109    Daqui decorre que, quando aprecia a oportunidade de apresentar ao Conselho uma proposta de decisão de aplicação, a nível da União, de um acordo celebrado pelos parceiros sociais, a Comissão dispõe de uma ampla margem de apreciação (v., neste sentido e por analogia, Acórdão de 23 de abril de 2018, One of Us e o./Comissão, T‑561/14, pendente de recurso, EU:T:2018:210, n.o 169)

110    Ora, resulta de jurisprudência constante que, quando uma instituição dispõe de um amplo poder de apreciação, a fiscalização jurisdicional limita‑se, em princípio, à verificação do cumprimento das regras processuais e de fundamentação, bem como à verificação da exatidão material dos factos apurados e da inexistência de erro de direito, de erro manifesto na apreciação dos factos ou de desvio de poder (v. Acórdão de 1 de julho de 2008, Chronopost e La Poste/UFEX e o., C‑341/06 P e C‑342/06 P, EU:C:2008:375, n.o 143 e jurisprudência referida).

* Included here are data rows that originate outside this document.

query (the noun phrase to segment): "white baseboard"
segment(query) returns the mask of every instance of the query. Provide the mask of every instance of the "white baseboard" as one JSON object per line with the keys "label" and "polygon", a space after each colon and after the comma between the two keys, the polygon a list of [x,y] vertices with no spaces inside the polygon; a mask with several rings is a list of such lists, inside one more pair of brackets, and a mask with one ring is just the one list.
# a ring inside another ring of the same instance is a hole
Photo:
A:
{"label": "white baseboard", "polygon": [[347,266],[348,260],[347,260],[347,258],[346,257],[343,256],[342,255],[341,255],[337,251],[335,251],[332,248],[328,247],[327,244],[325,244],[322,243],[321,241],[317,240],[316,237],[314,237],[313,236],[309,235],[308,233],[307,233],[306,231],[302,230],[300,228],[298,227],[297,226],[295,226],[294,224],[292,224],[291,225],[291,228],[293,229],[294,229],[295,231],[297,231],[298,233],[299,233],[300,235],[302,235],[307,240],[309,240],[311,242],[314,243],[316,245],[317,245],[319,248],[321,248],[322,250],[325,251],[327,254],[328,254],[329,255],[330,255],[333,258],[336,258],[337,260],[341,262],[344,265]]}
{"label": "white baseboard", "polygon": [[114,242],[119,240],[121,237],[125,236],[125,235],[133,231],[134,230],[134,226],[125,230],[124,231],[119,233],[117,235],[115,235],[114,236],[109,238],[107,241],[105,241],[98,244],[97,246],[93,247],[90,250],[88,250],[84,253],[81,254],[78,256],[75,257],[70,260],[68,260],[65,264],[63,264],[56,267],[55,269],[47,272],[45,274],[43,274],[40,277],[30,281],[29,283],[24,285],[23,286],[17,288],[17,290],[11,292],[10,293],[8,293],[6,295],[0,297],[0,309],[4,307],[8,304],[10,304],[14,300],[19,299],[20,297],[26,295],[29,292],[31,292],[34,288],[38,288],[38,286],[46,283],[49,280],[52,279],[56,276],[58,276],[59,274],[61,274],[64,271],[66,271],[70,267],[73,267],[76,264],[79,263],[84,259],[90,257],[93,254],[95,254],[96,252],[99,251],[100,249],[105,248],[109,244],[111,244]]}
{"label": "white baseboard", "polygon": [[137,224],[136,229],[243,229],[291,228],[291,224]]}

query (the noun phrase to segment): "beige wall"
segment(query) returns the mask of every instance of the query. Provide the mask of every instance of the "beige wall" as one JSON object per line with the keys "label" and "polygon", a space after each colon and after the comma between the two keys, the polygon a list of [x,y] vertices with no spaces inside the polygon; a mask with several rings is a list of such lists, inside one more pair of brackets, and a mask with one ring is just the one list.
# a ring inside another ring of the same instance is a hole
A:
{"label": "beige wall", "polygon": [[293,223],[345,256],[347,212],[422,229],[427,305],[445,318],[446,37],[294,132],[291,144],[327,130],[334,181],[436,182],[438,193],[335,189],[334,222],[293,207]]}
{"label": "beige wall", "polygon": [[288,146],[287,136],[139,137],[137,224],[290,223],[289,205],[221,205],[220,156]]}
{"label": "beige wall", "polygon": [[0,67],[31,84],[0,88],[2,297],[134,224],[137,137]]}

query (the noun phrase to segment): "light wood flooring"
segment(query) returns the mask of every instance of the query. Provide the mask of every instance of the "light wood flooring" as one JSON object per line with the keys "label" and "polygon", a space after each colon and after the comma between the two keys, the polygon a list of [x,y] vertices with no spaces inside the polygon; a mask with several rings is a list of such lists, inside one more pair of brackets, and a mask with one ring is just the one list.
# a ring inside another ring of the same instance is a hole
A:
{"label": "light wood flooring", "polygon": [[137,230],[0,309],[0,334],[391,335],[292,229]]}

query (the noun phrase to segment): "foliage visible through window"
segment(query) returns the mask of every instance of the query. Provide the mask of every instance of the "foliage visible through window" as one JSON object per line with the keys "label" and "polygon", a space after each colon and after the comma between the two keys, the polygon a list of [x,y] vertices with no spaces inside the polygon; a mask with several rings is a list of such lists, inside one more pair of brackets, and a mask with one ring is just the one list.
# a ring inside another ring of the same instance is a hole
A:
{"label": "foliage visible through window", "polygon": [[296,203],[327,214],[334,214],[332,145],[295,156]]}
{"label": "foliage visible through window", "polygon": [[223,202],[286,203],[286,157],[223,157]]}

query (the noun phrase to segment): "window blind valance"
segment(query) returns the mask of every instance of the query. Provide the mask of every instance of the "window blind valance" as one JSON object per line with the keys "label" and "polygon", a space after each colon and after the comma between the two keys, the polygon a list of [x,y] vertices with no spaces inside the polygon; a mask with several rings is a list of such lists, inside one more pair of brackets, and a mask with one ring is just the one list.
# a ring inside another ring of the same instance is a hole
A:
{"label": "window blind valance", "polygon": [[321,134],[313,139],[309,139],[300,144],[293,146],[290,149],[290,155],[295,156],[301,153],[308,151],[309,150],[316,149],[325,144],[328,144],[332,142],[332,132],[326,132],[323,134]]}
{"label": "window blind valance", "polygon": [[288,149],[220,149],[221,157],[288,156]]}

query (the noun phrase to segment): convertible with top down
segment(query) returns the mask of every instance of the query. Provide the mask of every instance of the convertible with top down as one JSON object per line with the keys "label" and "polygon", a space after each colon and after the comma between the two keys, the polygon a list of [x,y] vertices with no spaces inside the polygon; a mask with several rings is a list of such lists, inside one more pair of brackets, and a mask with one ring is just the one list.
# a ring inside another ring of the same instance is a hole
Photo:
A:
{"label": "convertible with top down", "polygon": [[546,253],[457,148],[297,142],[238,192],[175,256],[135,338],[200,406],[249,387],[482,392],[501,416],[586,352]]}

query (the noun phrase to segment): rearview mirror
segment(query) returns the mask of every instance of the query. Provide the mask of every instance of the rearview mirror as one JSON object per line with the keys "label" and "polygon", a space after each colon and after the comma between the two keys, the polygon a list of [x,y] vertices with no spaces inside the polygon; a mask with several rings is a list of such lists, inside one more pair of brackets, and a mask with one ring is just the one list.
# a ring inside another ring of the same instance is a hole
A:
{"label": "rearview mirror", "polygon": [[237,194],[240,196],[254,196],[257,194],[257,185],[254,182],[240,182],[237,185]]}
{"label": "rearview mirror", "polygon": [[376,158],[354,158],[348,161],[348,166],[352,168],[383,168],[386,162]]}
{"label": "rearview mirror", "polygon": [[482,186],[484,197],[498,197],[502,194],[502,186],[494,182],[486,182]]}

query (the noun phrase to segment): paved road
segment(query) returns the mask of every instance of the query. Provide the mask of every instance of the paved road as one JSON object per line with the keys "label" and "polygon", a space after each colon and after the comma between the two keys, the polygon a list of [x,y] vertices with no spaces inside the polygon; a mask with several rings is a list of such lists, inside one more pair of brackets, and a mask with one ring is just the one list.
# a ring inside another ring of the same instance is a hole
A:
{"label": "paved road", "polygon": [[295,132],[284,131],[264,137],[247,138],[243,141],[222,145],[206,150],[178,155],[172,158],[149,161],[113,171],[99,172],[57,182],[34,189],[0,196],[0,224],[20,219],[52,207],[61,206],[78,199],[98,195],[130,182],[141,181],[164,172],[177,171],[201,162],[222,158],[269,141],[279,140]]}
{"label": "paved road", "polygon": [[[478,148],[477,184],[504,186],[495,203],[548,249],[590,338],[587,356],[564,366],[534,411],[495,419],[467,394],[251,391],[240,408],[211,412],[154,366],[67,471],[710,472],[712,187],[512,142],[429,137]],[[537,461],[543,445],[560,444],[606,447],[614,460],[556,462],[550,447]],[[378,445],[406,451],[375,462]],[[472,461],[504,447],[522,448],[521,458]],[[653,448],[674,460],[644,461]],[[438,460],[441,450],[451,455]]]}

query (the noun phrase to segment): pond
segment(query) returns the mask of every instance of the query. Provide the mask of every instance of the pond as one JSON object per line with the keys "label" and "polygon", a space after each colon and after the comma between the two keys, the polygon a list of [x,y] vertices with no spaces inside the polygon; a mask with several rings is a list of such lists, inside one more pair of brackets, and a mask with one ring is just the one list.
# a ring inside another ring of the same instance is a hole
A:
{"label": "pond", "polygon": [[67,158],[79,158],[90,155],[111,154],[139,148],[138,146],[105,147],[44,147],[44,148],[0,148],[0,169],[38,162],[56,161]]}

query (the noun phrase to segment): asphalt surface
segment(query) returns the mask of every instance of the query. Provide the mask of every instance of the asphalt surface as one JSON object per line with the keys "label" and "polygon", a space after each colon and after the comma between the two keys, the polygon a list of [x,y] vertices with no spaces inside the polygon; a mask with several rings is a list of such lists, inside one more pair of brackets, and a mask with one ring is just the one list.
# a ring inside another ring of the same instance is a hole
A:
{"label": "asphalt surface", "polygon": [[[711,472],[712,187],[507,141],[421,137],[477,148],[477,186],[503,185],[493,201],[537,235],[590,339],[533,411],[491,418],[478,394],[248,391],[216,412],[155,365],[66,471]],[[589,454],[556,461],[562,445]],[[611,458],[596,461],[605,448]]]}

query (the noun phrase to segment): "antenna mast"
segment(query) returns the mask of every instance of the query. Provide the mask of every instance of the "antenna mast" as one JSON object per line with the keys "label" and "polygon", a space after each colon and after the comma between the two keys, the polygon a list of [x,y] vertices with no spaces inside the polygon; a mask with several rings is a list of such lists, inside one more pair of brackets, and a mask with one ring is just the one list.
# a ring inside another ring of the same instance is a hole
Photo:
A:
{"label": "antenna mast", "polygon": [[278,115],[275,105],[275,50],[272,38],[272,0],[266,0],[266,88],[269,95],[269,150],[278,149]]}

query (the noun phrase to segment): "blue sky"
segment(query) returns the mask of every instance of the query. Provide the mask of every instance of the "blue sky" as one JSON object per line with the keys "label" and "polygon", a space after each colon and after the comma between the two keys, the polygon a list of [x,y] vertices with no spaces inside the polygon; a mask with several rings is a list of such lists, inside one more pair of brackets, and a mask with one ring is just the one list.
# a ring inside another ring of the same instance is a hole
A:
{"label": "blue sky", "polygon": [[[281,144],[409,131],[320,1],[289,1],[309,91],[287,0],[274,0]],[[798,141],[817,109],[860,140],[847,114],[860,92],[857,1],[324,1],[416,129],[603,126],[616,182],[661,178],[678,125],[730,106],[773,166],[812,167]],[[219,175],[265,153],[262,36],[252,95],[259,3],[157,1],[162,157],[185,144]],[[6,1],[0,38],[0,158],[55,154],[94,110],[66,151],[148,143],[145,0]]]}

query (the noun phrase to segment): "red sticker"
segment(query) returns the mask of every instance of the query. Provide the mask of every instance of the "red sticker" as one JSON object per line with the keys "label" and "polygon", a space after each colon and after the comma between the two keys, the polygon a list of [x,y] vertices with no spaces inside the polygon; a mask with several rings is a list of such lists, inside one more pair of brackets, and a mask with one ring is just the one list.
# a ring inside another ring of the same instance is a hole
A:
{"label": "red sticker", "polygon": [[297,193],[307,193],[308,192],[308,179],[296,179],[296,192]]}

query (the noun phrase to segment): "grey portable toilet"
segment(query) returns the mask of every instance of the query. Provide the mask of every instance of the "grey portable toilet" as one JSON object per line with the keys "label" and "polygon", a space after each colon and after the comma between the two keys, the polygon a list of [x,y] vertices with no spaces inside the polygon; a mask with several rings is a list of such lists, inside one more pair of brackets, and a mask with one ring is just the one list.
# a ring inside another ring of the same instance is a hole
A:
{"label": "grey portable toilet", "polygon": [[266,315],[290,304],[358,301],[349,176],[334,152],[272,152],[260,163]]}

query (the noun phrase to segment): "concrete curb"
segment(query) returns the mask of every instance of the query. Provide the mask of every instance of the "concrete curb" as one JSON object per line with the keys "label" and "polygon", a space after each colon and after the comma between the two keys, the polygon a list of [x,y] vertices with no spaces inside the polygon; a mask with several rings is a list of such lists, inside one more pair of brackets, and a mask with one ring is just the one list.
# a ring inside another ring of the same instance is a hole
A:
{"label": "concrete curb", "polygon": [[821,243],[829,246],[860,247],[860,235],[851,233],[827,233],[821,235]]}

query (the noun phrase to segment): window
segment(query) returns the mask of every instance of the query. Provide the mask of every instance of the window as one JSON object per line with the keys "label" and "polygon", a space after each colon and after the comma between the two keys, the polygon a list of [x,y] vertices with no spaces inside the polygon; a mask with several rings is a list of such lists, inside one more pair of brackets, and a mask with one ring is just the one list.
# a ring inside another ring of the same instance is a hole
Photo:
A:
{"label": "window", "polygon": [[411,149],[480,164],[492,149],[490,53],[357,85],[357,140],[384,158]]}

111    Esta limitação do âmbito da fiscalização do juiz da União impõe‑se especialmente quando as instituições da União são levadas a efetuar arbitragens entre interesses divergentes e a fazer assim opções no âmbito das decisões políticas da sua própria responsabilidade (v., neste sentido, Acórdãos de 5 de outubro de 1994, Alemanha/Conselho, C‑280/93, EU:C:1994:367, n.o 91, e de 14 de julho de 2005, Rica Foods/Comissão, C‑40/03 P, EU:C:2005:455, n.o 55 e jurisprudência referida).

112    Nestas condições, a decisão impugnada dever ser objeto de fiscalização restrita pelo Tribunal Geral (v., neste sentido, Acórdão de 23 de abril de 2018, One of Us e o./Comissão, T‑561/14, pendente de recurso, EU:T:2018:210, n.o 170).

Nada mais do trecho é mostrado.